Dans le cadre de l’affaire Chovanec, les membres de la Commission de la Justice de la Chambre entendaient ce matin le Collège des Procureurs Généraux et en l’occurrence son président, Johan Delmulle, procureur général de Bruxelles.

Dès le 2 septembre dernier, le collège avait exprimé ses réticences : Il convient de rappeler tout d’abord qu’il s’agit d’un dossier qui est toujours à l’instruction. Cependant, compte tenu des nombreuses affirmations souvent erronées, véhiculées par les médias, le plus souvent au mépris du secret de l’instruction, des droits des parties et de la présomption d’innocence et après avoir obtenu l’accord du juge d’instruction, nous estimons qu’il convient de communiquer ce qui suit :

Aussi choquantes et interpelantes que puissent paraître les images de vidéo surveillance, il est toujours dangereux de les commenter et d’en tirer des affirmations péremptoires sans avoir pu les replacer dans leur contexte et à la lumière de ce qui résulte de l’ensemble du dossier. Il est pareillement hasardeux de les commenter sans disposer des auditions des uns et des autres ainsi que des rapports d’expertise.

Prudence et réserve

A nouveau, au dam de certains députés, les magistrats ont tenu à garder une certaine réserve : nous demandons votre compréhension. Votre compréhension, car aujourd'hui nous n’évoquerons pas ou peu les circonstances qui ont entouré le décès de M. Chovanec. Nos propos concerneront surtout la procédure et les concepts institutionnels. Nous sommes conscients que certains risquent de trouver cela "hors sujet" et que notre demande pourrait ne pas être bien accueillie partout. Il est cependant nécessaire et juste, afin de protéger le bon déroulement de l'enquête judiciaire en cours, et donc de pouvoir faire toute la lumière sur les circonstances précises de la mort de M. Chovanec.

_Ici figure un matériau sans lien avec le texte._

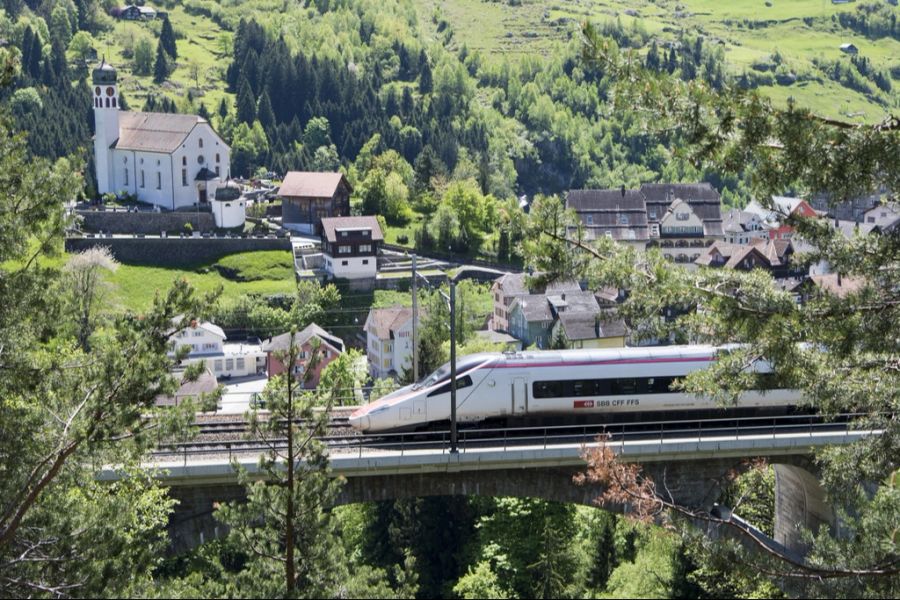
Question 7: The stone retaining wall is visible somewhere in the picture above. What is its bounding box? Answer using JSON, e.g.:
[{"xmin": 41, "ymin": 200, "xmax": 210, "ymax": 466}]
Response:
[
  {"xmin": 66, "ymin": 238, "xmax": 291, "ymax": 268},
  {"xmin": 75, "ymin": 210, "xmax": 216, "ymax": 235}
]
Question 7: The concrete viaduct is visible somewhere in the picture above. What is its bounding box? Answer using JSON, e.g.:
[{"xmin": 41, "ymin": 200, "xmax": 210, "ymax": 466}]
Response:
[{"xmin": 100, "ymin": 431, "xmax": 867, "ymax": 556}]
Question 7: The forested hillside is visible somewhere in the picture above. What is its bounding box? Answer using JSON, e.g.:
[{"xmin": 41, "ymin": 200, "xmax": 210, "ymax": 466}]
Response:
[{"xmin": 0, "ymin": 0, "xmax": 900, "ymax": 206}]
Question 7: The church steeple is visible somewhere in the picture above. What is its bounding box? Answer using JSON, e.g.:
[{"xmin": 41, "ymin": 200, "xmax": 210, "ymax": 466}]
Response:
[{"xmin": 91, "ymin": 57, "xmax": 119, "ymax": 194}]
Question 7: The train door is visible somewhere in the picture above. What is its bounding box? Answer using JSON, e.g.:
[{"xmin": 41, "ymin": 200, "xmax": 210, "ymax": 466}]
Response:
[
  {"xmin": 413, "ymin": 400, "xmax": 426, "ymax": 423},
  {"xmin": 512, "ymin": 377, "xmax": 528, "ymax": 415}
]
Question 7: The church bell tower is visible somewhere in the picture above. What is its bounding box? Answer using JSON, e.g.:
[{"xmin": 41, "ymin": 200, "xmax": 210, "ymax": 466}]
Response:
[{"xmin": 91, "ymin": 59, "xmax": 119, "ymax": 194}]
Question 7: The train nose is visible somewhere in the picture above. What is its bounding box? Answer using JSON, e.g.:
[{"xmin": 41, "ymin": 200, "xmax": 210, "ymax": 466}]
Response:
[{"xmin": 349, "ymin": 412, "xmax": 369, "ymax": 431}]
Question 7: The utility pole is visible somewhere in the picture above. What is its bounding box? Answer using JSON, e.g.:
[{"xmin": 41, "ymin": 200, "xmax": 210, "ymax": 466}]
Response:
[
  {"xmin": 450, "ymin": 279, "xmax": 459, "ymax": 454},
  {"xmin": 412, "ymin": 252, "xmax": 419, "ymax": 383}
]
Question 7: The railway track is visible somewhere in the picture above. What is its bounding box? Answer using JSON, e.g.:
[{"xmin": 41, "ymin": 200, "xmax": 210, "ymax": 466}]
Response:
[{"xmin": 153, "ymin": 415, "xmax": 856, "ymax": 459}]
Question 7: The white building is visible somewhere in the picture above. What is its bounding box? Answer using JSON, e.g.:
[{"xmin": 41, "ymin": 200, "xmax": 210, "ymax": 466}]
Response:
[
  {"xmin": 210, "ymin": 181, "xmax": 247, "ymax": 229},
  {"xmin": 365, "ymin": 306, "xmax": 413, "ymax": 377},
  {"xmin": 92, "ymin": 62, "xmax": 231, "ymax": 210},
  {"xmin": 322, "ymin": 216, "xmax": 384, "ymax": 279},
  {"xmin": 169, "ymin": 321, "xmax": 266, "ymax": 378}
]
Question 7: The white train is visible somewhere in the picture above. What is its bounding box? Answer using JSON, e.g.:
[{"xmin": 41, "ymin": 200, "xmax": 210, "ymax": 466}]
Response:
[{"xmin": 350, "ymin": 346, "xmax": 799, "ymax": 432}]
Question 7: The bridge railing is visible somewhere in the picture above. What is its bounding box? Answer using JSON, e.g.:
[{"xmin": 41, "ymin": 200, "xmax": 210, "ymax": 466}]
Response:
[{"xmin": 155, "ymin": 413, "xmax": 866, "ymax": 464}]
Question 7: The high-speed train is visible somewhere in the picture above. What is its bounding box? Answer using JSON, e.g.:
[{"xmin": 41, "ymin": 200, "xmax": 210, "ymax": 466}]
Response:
[{"xmin": 350, "ymin": 345, "xmax": 800, "ymax": 432}]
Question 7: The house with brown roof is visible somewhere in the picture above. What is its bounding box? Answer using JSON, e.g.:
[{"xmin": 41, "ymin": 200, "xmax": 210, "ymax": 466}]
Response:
[
  {"xmin": 262, "ymin": 323, "xmax": 344, "ymax": 389},
  {"xmin": 321, "ymin": 216, "xmax": 384, "ymax": 279},
  {"xmin": 364, "ymin": 306, "xmax": 413, "ymax": 377},
  {"xmin": 278, "ymin": 171, "xmax": 353, "ymax": 234},
  {"xmin": 488, "ymin": 273, "xmax": 581, "ymax": 331},
  {"xmin": 694, "ymin": 238, "xmax": 807, "ymax": 279},
  {"xmin": 566, "ymin": 183, "xmax": 724, "ymax": 264},
  {"xmin": 91, "ymin": 62, "xmax": 231, "ymax": 210}
]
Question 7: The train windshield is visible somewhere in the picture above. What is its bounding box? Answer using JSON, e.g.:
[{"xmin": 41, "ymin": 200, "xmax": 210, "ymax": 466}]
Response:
[
  {"xmin": 413, "ymin": 363, "xmax": 450, "ymax": 390},
  {"xmin": 413, "ymin": 354, "xmax": 491, "ymax": 390}
]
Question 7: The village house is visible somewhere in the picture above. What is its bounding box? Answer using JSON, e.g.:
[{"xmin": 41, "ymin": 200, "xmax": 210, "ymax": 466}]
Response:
[
  {"xmin": 92, "ymin": 61, "xmax": 231, "ymax": 210},
  {"xmin": 550, "ymin": 311, "xmax": 628, "ymax": 349},
  {"xmin": 695, "ymin": 238, "xmax": 806, "ymax": 279},
  {"xmin": 262, "ymin": 323, "xmax": 345, "ymax": 389},
  {"xmin": 488, "ymin": 273, "xmax": 581, "ymax": 331},
  {"xmin": 722, "ymin": 208, "xmax": 769, "ymax": 244},
  {"xmin": 364, "ymin": 306, "xmax": 413, "ymax": 378},
  {"xmin": 509, "ymin": 289, "xmax": 600, "ymax": 349},
  {"xmin": 154, "ymin": 368, "xmax": 219, "ymax": 406},
  {"xmin": 278, "ymin": 171, "xmax": 353, "ymax": 234},
  {"xmin": 321, "ymin": 216, "xmax": 384, "ymax": 279},
  {"xmin": 169, "ymin": 321, "xmax": 265, "ymax": 379},
  {"xmin": 744, "ymin": 196, "xmax": 821, "ymax": 240},
  {"xmin": 566, "ymin": 183, "xmax": 724, "ymax": 264}
]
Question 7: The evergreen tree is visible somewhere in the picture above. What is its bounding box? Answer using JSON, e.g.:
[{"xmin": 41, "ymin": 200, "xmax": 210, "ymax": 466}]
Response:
[
  {"xmin": 257, "ymin": 90, "xmax": 275, "ymax": 131},
  {"xmin": 159, "ymin": 15, "xmax": 178, "ymax": 61},
  {"xmin": 237, "ymin": 79, "xmax": 256, "ymax": 125},
  {"xmin": 217, "ymin": 327, "xmax": 348, "ymax": 598},
  {"xmin": 153, "ymin": 44, "xmax": 169, "ymax": 83}
]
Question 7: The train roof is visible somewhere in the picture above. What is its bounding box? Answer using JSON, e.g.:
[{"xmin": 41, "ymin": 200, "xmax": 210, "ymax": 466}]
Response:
[{"xmin": 503, "ymin": 344, "xmax": 724, "ymax": 363}]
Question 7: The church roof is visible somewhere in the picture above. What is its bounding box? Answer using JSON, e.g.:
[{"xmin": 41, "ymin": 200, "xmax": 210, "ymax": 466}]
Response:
[{"xmin": 112, "ymin": 111, "xmax": 206, "ymax": 154}]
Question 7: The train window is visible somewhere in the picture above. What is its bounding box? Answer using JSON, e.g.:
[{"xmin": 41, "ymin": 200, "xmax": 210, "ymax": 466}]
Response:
[
  {"xmin": 532, "ymin": 377, "xmax": 675, "ymax": 398},
  {"xmin": 428, "ymin": 375, "xmax": 472, "ymax": 398}
]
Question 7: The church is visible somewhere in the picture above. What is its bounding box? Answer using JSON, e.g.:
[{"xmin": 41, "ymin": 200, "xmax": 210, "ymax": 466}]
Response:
[{"xmin": 92, "ymin": 61, "xmax": 231, "ymax": 210}]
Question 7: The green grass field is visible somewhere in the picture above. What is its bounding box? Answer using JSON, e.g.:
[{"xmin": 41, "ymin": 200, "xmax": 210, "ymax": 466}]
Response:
[
  {"xmin": 417, "ymin": 0, "xmax": 900, "ymax": 122},
  {"xmin": 109, "ymin": 251, "xmax": 296, "ymax": 311},
  {"xmin": 97, "ymin": 5, "xmax": 233, "ymax": 113}
]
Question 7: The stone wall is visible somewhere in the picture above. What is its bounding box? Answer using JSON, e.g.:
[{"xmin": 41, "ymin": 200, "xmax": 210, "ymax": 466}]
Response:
[
  {"xmin": 75, "ymin": 210, "xmax": 216, "ymax": 235},
  {"xmin": 66, "ymin": 238, "xmax": 291, "ymax": 267}
]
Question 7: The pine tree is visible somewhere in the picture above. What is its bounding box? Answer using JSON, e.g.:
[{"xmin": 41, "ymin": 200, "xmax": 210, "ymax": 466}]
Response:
[
  {"xmin": 237, "ymin": 78, "xmax": 256, "ymax": 125},
  {"xmin": 153, "ymin": 43, "xmax": 169, "ymax": 83},
  {"xmin": 159, "ymin": 15, "xmax": 178, "ymax": 61},
  {"xmin": 257, "ymin": 90, "xmax": 275, "ymax": 131}
]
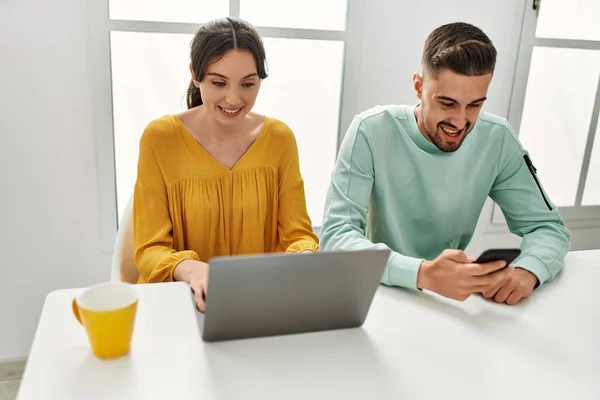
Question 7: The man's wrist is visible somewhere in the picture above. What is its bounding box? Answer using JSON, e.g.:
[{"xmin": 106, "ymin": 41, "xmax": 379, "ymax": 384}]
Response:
[
  {"xmin": 417, "ymin": 260, "xmax": 431, "ymax": 290},
  {"xmin": 515, "ymin": 266, "xmax": 540, "ymax": 289}
]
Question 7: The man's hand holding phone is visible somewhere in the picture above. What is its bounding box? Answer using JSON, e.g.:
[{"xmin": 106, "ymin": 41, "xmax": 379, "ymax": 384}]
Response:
[
  {"xmin": 417, "ymin": 250, "xmax": 506, "ymax": 301},
  {"xmin": 417, "ymin": 249, "xmax": 537, "ymax": 305}
]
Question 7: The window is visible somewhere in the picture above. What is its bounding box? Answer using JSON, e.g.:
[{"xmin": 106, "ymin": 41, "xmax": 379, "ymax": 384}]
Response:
[
  {"xmin": 493, "ymin": 0, "xmax": 600, "ymax": 224},
  {"xmin": 90, "ymin": 0, "xmax": 349, "ymax": 251}
]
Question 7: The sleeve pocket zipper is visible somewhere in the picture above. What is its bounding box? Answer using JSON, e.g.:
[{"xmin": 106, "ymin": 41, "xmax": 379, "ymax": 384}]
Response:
[{"xmin": 523, "ymin": 154, "xmax": 552, "ymax": 211}]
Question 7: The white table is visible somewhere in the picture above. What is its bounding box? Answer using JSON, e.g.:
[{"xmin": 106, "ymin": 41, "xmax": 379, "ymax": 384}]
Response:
[{"xmin": 18, "ymin": 250, "xmax": 600, "ymax": 400}]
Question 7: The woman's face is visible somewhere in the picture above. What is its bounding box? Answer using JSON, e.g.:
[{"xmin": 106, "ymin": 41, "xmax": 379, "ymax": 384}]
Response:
[{"xmin": 190, "ymin": 49, "xmax": 261, "ymax": 124}]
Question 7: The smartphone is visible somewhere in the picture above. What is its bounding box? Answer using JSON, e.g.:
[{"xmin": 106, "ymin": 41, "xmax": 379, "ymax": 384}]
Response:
[{"xmin": 475, "ymin": 249, "xmax": 521, "ymax": 266}]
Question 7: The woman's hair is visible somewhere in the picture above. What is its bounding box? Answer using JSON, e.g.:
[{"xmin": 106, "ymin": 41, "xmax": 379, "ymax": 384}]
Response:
[
  {"xmin": 186, "ymin": 17, "xmax": 267, "ymax": 109},
  {"xmin": 421, "ymin": 22, "xmax": 496, "ymax": 76}
]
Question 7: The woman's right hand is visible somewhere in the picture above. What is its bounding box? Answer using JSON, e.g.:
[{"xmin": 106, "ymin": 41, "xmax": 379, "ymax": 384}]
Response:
[{"xmin": 173, "ymin": 260, "xmax": 208, "ymax": 312}]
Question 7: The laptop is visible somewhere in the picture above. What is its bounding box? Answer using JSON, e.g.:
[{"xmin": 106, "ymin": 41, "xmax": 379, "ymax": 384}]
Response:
[{"xmin": 196, "ymin": 249, "xmax": 390, "ymax": 342}]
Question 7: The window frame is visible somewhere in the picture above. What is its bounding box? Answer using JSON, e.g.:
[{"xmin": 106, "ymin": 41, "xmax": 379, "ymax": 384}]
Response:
[
  {"xmin": 88, "ymin": 0, "xmax": 365, "ymax": 253},
  {"xmin": 486, "ymin": 0, "xmax": 600, "ymax": 232}
]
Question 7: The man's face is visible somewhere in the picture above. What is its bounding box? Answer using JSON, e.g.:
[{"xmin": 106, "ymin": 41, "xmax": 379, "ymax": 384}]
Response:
[{"xmin": 413, "ymin": 70, "xmax": 492, "ymax": 152}]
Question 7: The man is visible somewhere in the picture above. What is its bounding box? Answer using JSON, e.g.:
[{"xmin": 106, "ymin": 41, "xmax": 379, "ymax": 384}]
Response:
[{"xmin": 321, "ymin": 23, "xmax": 571, "ymax": 305}]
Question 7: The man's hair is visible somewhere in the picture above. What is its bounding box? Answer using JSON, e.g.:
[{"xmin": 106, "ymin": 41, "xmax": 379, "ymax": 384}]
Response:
[{"xmin": 421, "ymin": 22, "xmax": 497, "ymax": 76}]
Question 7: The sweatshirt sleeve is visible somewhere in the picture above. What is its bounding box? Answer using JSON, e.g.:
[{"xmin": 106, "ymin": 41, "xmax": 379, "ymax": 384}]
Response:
[
  {"xmin": 278, "ymin": 127, "xmax": 319, "ymax": 253},
  {"xmin": 133, "ymin": 125, "xmax": 199, "ymax": 283},
  {"xmin": 321, "ymin": 117, "xmax": 423, "ymax": 290},
  {"xmin": 490, "ymin": 123, "xmax": 571, "ymax": 286}
]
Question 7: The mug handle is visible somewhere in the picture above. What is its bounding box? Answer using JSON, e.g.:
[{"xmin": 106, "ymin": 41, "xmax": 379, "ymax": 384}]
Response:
[{"xmin": 72, "ymin": 299, "xmax": 83, "ymax": 325}]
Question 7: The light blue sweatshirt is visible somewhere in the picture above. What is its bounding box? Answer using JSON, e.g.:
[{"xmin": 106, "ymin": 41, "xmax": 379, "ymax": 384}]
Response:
[{"xmin": 321, "ymin": 106, "xmax": 571, "ymax": 289}]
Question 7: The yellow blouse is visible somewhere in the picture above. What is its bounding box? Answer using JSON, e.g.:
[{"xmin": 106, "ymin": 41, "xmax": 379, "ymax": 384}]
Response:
[{"xmin": 133, "ymin": 115, "xmax": 318, "ymax": 283}]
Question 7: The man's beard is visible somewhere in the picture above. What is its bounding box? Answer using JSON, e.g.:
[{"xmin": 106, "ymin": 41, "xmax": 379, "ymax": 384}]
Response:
[{"xmin": 423, "ymin": 110, "xmax": 471, "ymax": 153}]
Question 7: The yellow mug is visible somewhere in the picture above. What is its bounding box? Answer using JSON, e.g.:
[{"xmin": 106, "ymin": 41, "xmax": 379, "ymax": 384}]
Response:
[{"xmin": 73, "ymin": 283, "xmax": 138, "ymax": 358}]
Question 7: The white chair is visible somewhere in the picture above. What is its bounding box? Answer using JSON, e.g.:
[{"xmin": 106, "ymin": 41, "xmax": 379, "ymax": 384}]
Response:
[{"xmin": 110, "ymin": 195, "xmax": 140, "ymax": 283}]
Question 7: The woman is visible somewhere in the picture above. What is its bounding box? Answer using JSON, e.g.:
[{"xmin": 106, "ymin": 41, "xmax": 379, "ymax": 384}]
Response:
[{"xmin": 133, "ymin": 18, "xmax": 318, "ymax": 311}]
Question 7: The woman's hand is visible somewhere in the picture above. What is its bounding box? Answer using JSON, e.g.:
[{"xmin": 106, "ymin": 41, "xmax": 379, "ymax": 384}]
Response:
[{"xmin": 173, "ymin": 260, "xmax": 208, "ymax": 312}]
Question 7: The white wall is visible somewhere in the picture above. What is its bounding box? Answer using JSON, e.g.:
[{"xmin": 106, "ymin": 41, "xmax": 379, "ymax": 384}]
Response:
[{"xmin": 0, "ymin": 0, "xmax": 111, "ymax": 360}]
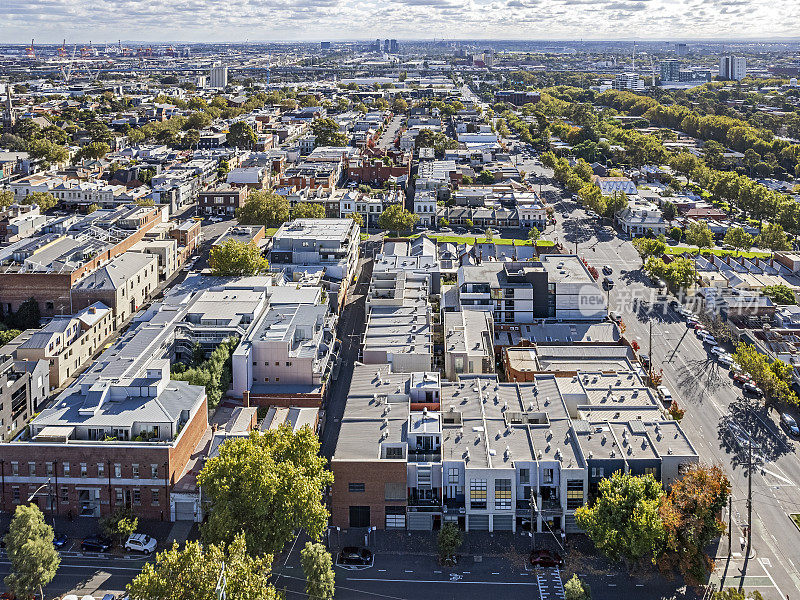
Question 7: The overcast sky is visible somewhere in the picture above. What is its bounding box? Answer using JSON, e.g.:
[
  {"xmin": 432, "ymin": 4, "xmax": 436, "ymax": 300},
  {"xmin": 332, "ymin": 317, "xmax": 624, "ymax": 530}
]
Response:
[{"xmin": 0, "ymin": 0, "xmax": 800, "ymax": 44}]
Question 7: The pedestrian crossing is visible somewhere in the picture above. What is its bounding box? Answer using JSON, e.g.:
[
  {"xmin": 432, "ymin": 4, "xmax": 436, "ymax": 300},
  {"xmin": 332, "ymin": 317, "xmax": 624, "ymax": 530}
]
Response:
[{"xmin": 536, "ymin": 567, "xmax": 565, "ymax": 600}]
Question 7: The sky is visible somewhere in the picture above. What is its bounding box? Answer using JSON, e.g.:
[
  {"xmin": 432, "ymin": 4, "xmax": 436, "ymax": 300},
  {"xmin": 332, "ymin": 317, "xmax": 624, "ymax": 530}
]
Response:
[{"xmin": 0, "ymin": 0, "xmax": 800, "ymax": 45}]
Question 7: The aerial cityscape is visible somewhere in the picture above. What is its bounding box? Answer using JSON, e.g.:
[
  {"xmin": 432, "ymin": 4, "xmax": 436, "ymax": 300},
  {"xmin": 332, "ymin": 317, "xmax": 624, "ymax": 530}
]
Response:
[{"xmin": 0, "ymin": 18, "xmax": 800, "ymax": 600}]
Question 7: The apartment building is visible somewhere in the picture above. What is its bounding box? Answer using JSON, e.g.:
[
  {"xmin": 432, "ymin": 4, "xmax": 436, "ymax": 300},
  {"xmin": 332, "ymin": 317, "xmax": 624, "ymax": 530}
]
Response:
[
  {"xmin": 331, "ymin": 365, "xmax": 699, "ymax": 533},
  {"xmin": 10, "ymin": 302, "xmax": 114, "ymax": 389},
  {"xmin": 269, "ymin": 219, "xmax": 360, "ymax": 289}
]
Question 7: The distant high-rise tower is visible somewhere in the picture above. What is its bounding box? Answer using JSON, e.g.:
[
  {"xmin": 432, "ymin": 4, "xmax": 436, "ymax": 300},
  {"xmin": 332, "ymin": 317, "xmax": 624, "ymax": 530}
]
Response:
[
  {"xmin": 719, "ymin": 55, "xmax": 747, "ymax": 81},
  {"xmin": 210, "ymin": 63, "xmax": 228, "ymax": 88}
]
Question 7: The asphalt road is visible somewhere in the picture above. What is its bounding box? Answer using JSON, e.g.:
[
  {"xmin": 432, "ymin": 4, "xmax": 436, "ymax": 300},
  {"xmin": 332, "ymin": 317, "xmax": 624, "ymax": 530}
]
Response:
[{"xmin": 545, "ymin": 175, "xmax": 800, "ymax": 600}]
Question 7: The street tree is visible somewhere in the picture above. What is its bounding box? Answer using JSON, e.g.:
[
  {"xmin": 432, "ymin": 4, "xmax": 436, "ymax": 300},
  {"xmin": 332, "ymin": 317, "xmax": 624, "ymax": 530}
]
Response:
[
  {"xmin": 659, "ymin": 465, "xmax": 731, "ymax": 586},
  {"xmin": 722, "ymin": 227, "xmax": 753, "ymax": 251},
  {"xmin": 575, "ymin": 471, "xmax": 664, "ymax": 566},
  {"xmin": 756, "ymin": 223, "xmax": 792, "ymax": 252},
  {"xmin": 378, "ymin": 204, "xmax": 419, "ymax": 234},
  {"xmin": 4, "ymin": 504, "xmax": 61, "ymax": 598},
  {"xmin": 208, "ymin": 240, "xmax": 269, "ymax": 276},
  {"xmin": 564, "ymin": 573, "xmax": 592, "ymax": 600},
  {"xmin": 300, "ymin": 542, "xmax": 335, "ymax": 600},
  {"xmin": 127, "ymin": 536, "xmax": 282, "ymax": 600},
  {"xmin": 686, "ymin": 222, "xmax": 714, "ymax": 248},
  {"xmin": 20, "ymin": 192, "xmax": 57, "ymax": 212},
  {"xmin": 236, "ymin": 190, "xmax": 289, "ymax": 227},
  {"xmin": 761, "ymin": 283, "xmax": 797, "ymax": 304},
  {"xmin": 227, "ymin": 121, "xmax": 258, "ymax": 149},
  {"xmin": 198, "ymin": 427, "xmax": 333, "ymax": 554},
  {"xmin": 311, "ymin": 117, "xmax": 347, "ymax": 147},
  {"xmin": 292, "ymin": 202, "xmax": 325, "ymax": 219}
]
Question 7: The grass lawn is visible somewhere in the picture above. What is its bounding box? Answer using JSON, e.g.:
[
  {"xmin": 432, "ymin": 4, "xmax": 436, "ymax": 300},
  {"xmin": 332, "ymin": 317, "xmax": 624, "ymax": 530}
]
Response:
[{"xmin": 664, "ymin": 246, "xmax": 772, "ymax": 258}]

Puisque une enquête est en cours, les magistrats sont tenus à une extrême réserve même si les procureurs généraux regrettent certains éléments : A entendre dans les médias certains parlementaires et certains soi-disant avocats experts ayant une connaissance très limitée du fond de l’affaire et souvent motivés par des ressentiments ou des raisons personnelles, il me semble que le procès a déjà eu lieu et que les policiers sont déjà déclarés coupables alors même que l'enquête est toujours en cours et que tous ces éléments, à charge et à décharge, ne sont pas encore connus.

Le Collège des Procureurs Généraux demande que les députés attendent les résultats de l’enquête judiciaire et évitent les entraves à l’enquête en cours.

Des interférences pourraient compromettre l’enquête et la validité légale de celle-ci.

Les députés sont restés sur leur faim. Cet après-midi, le ministre de la Justice répondra aux questions lors du débat d'actualité.